Ma gia aveva delle sciatterie di sceneggiatura che levati, ma che nelle serie tv pare che vengano accettate senza battere ciglio ( a meno che non si parli dell’ultima stagione di GOT, dove lí non veniva fatto passare manco un cavallo bianco sopravvissuto dopo una battaglia).
La seconda stagione invece era un’interminabile melina, gonfiata e attorcigliata in modo artefatto per arrivare al minutaggio necessario, anche qui in pieno stile serie tv.
La terza l’ho cannata al cold open appena capito l’andazzo.

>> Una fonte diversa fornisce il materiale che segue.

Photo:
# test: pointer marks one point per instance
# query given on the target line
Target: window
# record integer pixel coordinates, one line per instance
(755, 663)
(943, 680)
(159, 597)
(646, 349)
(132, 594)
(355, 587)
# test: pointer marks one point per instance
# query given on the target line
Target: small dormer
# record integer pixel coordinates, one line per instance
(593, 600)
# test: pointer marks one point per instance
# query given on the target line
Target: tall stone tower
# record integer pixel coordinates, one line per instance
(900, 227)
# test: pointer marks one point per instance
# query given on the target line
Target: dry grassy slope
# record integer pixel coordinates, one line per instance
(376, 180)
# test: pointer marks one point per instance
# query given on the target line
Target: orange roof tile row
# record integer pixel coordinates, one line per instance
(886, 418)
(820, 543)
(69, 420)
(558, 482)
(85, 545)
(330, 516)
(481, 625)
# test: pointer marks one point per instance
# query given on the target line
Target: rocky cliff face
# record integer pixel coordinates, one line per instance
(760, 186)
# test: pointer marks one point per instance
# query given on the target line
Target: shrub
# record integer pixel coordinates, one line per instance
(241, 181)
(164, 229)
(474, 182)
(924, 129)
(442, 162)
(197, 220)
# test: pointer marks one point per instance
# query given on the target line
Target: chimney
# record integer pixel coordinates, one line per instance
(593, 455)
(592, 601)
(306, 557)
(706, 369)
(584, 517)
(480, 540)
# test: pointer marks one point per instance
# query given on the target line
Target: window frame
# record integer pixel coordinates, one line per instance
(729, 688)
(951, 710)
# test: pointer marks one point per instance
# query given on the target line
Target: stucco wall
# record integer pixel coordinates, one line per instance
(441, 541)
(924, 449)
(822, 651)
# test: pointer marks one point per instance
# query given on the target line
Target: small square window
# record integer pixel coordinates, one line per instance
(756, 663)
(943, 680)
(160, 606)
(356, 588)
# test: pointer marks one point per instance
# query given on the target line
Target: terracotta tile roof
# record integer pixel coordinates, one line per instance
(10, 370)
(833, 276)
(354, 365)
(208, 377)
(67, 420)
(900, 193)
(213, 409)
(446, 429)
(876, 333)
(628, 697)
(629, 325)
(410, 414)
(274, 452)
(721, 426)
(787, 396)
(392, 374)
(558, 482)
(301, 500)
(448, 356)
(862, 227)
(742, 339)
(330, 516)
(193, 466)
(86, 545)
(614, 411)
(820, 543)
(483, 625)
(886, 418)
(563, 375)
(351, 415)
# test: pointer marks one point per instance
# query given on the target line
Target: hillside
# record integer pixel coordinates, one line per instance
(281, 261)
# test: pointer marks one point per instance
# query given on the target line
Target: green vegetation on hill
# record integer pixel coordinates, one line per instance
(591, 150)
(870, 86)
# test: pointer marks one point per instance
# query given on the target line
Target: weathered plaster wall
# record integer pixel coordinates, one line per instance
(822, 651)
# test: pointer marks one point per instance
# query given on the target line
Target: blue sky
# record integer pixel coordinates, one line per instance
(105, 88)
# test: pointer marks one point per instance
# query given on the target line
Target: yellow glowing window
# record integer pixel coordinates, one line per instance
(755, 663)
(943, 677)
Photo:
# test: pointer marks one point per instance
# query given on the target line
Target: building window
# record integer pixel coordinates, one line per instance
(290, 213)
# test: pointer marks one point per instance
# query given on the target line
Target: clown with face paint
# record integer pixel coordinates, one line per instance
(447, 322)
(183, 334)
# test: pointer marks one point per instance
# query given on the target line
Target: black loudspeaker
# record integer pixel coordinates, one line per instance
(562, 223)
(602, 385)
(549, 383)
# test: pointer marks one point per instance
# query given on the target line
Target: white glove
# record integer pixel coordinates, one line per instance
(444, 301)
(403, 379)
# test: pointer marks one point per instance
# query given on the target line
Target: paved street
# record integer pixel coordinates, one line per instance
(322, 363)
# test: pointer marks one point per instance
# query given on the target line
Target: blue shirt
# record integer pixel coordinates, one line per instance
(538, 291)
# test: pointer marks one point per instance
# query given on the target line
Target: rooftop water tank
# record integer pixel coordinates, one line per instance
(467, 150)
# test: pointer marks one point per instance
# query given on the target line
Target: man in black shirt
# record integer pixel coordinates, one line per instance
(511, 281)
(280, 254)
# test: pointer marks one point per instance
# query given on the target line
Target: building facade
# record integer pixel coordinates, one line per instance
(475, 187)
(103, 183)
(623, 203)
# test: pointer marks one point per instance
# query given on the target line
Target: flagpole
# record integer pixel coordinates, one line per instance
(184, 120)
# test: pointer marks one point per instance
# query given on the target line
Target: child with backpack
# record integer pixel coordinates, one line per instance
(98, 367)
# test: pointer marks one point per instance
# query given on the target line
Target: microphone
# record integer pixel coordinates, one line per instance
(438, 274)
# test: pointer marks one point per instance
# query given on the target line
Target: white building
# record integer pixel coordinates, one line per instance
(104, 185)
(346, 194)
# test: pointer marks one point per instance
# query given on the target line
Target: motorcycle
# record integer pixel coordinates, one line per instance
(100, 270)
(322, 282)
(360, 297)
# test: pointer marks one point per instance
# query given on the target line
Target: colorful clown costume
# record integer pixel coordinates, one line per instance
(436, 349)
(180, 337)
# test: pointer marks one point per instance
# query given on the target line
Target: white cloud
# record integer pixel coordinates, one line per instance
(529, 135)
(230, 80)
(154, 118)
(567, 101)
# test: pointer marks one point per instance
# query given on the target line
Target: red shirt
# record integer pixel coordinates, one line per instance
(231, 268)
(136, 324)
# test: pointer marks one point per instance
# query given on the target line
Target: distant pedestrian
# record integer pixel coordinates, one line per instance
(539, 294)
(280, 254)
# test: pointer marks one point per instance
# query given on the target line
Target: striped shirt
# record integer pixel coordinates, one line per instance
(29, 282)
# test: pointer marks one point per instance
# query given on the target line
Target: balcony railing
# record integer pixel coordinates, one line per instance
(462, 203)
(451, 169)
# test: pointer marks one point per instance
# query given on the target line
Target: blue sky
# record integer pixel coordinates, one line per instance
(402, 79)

L’ho visto ora perché Netflix me l’ha sventolato davanti, ci saranno sicuramente SPOILER
Non che ci siano molte sorprese, quando la tipa si palesa vestita come Jessica Rabbit ma si spoglia subito per far capire quant’è dark lady. No, noi non vediamo niente mentre Jackman ha l’aria di uno che crepa per l’imbarazzo, rovinando l’effetto del primo sguardo ammaliato, tipo, caspita, ma questa non è la mamma di timotè chalamalè in Dune? Sì, Hugh, è proprio lei, quel ciocco calzato e vestito – molto bene, va detto. In seguito assistiamo alla trasformazione di Lisa Joy in Serena Joy: siamo in un’elegante e nostalgica sci-fi per signore? Allora ti spiego cosa hai appena visto, o donna, che si sa che arrivi fino a un certo punto. Delle personagge una si rode per la figlia lontana, soffre perché ha rinnegato la radice del suo femminile, l’altra diventa buona grazie ai magici poteri trasformativi del membro virile del protagonista, attivati alla vista di un bambino in pericolo – tra l’altro il cattivo lo dice anche: non crederai che quella zoccola immonda sia diventata un angelo grazie alla tua nerchia… poi scopriamo che è andata proprio così! Grande Hugh! Ricapitolando:mansplaining come se non ci fosse un domani, estetica da videoclip anni ’90, vieti luoghi comuni a palate, sessismo di rimbalzo, noia. Irritante finale con ulteriore spiegone. Ah, a un certo punto la dark lady parla del suo passato con la tirapiedi al solo scopo di passare il Bechdel test.